Serves 4 as a meal with crusty bread
Serves 6 – 8 as a starter
Time: 5 minutes to prepare; 15 minutes to cook
You will need: Cutting board and knife; medium-large saucepan with lid; masher or blender.
750gm – 1kg pumpkin, peeled and roughly cut
1 large onion, peeled and diced
1 large red pepper/capsicum, chopped
1 large potato, scrubbed and roughly chopped
3 cups (750 ml) water
½ - 1 tsp salt
½ tsp fresh black pepper
1 tbs olive or other oil
Optional: 2 – 4 cloves garlic, crushed
1 small red chilli, diced
10 ml fish sauce instead of salt
1. Heat oil in saucepan over medium heat; add onion and capsicum and cook until onion is just beginning to brown.
2. Add all other ingredients; bring to boil; put the lid on and reduce heat to simmer 10 minutes or until potato is soft.
3. Mash or puree in the pot.
Country Frog Tip: FISH SAUCE
- Clear Asian fish sauce is an amazingly useful thing to keep in the pantry. It is very cheap and lasts indefinitely because of the high salt content – about 25% salt.

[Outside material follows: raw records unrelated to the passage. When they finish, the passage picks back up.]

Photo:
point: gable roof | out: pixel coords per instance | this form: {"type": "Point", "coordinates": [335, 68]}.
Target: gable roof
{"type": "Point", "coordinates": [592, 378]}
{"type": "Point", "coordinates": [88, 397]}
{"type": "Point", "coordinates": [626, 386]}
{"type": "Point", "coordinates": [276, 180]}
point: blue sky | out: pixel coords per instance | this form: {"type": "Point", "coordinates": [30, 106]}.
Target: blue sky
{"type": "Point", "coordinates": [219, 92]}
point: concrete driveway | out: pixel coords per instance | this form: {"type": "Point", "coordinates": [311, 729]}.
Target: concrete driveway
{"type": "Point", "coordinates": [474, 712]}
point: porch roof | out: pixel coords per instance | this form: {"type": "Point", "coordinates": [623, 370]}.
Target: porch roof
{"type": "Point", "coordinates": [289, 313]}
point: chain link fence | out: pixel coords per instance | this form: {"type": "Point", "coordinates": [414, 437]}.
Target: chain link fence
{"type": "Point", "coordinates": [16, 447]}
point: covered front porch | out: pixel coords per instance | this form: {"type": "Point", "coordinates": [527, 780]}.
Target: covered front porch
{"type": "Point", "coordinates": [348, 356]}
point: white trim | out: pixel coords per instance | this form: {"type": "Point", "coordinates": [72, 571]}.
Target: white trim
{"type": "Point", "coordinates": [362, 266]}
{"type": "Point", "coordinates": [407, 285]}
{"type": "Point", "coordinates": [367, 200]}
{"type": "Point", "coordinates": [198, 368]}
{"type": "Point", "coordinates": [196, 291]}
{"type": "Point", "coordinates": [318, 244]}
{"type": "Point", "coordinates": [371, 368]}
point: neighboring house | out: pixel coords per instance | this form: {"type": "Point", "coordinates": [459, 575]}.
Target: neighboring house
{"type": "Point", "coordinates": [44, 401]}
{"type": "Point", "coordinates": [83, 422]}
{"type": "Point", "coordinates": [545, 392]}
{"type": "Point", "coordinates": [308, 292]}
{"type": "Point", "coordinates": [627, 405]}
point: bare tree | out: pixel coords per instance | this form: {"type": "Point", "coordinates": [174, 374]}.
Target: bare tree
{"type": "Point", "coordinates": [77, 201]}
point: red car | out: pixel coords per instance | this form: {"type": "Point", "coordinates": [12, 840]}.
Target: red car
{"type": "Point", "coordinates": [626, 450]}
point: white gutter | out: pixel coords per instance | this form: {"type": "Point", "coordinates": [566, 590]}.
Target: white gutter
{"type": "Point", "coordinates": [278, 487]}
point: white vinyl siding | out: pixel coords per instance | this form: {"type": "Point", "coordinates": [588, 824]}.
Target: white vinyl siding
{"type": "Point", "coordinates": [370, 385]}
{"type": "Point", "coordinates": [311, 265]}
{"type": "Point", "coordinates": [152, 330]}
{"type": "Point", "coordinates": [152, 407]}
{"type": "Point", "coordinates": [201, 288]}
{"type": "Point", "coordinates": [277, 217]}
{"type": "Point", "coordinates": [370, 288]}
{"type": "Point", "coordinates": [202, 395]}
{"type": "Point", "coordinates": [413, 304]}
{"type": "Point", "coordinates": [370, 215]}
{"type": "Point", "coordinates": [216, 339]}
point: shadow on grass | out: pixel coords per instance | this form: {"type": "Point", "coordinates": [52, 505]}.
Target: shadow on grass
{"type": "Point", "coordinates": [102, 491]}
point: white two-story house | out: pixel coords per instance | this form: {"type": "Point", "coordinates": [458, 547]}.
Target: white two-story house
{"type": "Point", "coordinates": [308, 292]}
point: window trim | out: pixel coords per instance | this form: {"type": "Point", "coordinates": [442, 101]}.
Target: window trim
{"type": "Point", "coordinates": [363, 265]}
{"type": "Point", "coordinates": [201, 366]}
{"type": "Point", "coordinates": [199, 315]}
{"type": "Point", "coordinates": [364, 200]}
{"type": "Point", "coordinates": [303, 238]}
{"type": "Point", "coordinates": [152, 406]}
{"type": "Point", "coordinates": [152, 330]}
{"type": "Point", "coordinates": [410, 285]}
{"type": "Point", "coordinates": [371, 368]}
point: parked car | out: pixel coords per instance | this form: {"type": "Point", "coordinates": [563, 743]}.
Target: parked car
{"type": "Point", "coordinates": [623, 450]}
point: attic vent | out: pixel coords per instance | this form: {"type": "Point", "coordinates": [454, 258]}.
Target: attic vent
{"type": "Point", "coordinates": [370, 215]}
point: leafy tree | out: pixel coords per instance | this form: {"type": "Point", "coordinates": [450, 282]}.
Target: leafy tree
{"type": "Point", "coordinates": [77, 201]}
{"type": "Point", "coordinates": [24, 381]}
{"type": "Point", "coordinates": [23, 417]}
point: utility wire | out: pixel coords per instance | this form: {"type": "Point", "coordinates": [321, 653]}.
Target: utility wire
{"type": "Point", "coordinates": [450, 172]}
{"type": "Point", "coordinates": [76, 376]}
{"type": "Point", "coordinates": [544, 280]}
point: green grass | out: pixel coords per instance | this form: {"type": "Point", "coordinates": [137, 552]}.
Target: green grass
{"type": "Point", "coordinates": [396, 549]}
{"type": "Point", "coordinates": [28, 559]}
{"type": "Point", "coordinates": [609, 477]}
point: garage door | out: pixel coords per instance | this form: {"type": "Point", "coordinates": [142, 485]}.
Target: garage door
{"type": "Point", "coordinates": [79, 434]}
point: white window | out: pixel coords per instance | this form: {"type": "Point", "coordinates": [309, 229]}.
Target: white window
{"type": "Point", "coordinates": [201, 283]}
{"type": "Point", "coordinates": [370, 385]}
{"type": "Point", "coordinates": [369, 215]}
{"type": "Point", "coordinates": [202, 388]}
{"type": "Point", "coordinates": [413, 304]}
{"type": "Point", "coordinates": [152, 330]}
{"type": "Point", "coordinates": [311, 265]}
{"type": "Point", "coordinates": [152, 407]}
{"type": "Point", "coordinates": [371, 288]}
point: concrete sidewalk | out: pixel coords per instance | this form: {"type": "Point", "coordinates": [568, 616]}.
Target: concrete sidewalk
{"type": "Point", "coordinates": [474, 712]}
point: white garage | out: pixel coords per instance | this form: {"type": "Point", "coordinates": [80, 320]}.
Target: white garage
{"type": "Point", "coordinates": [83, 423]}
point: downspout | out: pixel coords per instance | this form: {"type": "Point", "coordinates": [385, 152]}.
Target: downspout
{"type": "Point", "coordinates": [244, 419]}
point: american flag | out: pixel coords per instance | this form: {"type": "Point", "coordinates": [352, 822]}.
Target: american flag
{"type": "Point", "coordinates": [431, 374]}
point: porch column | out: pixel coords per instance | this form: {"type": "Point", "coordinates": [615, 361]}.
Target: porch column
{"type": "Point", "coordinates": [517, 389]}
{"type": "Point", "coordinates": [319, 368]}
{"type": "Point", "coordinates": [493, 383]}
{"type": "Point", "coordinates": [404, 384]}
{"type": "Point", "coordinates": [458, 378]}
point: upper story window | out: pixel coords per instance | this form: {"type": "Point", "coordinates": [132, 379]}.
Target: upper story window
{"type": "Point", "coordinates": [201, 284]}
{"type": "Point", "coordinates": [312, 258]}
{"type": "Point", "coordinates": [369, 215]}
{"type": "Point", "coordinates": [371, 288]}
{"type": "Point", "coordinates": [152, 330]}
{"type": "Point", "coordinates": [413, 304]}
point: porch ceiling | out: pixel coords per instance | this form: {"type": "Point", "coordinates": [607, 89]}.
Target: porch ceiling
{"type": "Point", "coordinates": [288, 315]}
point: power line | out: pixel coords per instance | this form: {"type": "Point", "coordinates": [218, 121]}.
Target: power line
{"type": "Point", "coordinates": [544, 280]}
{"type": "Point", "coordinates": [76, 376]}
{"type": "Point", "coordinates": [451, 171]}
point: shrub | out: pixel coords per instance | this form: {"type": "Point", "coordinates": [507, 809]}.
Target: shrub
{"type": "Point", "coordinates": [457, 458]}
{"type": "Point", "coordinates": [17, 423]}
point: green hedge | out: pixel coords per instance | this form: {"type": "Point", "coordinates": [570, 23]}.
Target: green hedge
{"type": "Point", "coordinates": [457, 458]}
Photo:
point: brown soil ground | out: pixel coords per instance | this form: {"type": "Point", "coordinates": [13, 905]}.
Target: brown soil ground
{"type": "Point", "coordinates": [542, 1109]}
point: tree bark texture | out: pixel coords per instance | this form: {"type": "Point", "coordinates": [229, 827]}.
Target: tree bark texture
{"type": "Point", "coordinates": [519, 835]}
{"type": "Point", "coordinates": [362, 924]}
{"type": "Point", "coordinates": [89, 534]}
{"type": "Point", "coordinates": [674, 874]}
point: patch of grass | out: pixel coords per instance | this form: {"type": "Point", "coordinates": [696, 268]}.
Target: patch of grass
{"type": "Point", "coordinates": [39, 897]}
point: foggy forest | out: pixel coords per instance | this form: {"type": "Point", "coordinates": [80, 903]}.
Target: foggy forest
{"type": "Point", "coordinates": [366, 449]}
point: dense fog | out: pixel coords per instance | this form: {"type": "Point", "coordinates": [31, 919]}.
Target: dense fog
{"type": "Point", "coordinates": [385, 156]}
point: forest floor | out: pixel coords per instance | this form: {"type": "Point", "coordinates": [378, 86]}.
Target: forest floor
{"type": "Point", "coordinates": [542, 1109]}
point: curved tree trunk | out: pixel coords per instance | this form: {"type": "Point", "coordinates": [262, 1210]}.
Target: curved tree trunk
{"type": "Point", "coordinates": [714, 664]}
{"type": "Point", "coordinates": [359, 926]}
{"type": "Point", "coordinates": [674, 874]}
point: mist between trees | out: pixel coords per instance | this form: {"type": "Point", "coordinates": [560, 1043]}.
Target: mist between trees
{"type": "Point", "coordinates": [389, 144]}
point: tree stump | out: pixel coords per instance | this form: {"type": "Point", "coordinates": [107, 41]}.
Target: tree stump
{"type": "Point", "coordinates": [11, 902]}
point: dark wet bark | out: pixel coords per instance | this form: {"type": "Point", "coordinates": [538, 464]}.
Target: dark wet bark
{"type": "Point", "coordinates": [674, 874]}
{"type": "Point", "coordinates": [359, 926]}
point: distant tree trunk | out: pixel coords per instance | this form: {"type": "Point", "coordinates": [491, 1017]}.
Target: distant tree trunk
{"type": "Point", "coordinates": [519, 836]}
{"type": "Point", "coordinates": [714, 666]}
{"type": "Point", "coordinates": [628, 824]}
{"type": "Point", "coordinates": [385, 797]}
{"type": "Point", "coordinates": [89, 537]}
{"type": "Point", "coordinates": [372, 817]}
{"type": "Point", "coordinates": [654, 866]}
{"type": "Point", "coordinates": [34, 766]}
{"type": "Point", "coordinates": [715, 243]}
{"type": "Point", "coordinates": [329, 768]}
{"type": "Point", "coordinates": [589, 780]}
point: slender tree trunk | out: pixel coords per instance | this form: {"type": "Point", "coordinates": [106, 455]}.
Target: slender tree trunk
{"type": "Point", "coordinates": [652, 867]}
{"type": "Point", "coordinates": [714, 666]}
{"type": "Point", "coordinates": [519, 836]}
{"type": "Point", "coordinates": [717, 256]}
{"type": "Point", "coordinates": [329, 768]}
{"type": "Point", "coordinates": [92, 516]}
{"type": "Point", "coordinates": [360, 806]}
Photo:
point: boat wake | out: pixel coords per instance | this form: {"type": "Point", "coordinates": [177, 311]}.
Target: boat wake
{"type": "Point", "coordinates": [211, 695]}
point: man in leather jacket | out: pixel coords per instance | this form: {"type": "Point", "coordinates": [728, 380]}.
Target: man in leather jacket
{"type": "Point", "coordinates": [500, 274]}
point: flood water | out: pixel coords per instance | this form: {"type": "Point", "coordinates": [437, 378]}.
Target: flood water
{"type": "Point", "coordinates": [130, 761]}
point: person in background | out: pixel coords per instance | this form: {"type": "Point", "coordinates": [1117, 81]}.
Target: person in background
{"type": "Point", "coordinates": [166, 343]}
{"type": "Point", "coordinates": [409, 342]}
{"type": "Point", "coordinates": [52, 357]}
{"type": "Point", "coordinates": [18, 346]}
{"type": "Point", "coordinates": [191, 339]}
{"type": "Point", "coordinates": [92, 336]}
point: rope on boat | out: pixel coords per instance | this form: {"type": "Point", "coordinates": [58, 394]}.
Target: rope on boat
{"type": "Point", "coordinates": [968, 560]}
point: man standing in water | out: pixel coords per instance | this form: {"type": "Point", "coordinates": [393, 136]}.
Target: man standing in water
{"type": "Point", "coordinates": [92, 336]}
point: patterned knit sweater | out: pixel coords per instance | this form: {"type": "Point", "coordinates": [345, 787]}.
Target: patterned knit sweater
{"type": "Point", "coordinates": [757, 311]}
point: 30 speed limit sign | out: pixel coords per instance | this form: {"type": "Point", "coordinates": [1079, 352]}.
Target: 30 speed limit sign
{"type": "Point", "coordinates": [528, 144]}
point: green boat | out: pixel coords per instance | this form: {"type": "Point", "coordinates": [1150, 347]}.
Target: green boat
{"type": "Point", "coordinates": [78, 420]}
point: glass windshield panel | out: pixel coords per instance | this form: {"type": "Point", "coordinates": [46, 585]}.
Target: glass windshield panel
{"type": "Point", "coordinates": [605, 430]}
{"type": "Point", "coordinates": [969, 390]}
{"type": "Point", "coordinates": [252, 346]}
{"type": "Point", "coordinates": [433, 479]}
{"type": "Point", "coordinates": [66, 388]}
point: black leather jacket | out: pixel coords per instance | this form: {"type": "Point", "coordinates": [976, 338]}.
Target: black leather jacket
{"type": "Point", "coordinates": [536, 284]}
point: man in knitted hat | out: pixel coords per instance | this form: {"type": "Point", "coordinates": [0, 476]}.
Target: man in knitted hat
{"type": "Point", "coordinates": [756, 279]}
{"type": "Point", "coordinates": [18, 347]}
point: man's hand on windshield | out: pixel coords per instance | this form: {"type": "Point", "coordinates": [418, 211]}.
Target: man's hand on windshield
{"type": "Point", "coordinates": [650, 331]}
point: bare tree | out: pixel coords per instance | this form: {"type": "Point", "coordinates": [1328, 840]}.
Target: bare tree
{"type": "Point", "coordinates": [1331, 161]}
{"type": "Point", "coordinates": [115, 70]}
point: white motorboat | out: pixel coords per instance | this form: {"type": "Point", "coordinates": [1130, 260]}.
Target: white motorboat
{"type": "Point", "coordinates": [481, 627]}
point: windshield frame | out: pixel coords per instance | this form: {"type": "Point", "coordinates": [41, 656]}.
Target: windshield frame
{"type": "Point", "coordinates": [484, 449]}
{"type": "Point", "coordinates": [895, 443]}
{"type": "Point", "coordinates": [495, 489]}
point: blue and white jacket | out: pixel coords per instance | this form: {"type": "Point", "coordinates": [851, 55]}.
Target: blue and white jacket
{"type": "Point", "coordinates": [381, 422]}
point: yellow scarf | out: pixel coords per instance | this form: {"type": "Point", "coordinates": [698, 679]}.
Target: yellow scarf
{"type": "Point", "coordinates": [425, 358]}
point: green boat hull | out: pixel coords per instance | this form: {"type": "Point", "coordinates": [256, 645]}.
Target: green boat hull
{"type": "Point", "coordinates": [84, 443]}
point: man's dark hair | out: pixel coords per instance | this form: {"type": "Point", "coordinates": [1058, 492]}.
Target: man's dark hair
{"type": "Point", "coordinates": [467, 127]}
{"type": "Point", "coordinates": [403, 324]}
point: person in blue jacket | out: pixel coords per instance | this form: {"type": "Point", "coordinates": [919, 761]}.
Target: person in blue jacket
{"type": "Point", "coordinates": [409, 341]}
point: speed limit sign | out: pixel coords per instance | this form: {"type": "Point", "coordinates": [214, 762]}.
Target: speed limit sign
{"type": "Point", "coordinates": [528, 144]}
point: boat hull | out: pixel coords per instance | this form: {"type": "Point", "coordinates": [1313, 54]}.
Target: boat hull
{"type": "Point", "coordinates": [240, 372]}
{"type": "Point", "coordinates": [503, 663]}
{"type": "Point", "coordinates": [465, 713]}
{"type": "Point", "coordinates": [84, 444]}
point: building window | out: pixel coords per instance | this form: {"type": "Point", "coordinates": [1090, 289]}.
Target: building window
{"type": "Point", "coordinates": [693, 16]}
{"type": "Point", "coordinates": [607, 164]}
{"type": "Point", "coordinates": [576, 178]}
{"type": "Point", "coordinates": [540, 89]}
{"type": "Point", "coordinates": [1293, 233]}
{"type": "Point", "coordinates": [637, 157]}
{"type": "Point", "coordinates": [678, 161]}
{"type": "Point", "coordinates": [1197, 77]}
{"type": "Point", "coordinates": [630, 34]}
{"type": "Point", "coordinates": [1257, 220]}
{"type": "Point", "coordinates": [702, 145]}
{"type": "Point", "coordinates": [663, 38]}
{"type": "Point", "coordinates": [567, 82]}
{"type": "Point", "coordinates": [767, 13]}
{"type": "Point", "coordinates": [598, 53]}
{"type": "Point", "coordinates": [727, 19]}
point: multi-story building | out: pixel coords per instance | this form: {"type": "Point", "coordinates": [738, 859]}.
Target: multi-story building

- Used sparingly, the fish flavor disappears into the background, but adds depth and interest to soups, sauces, stews and stir-fry.
- In soups, use 1 teaspoon (5ml) instead of ¼ teaspoon salt.
- 10ml gives the equivalent interest/flavour of about 1 cup commercial chicken or beef stock (at about 100th the price and takes much less space in the cupboard).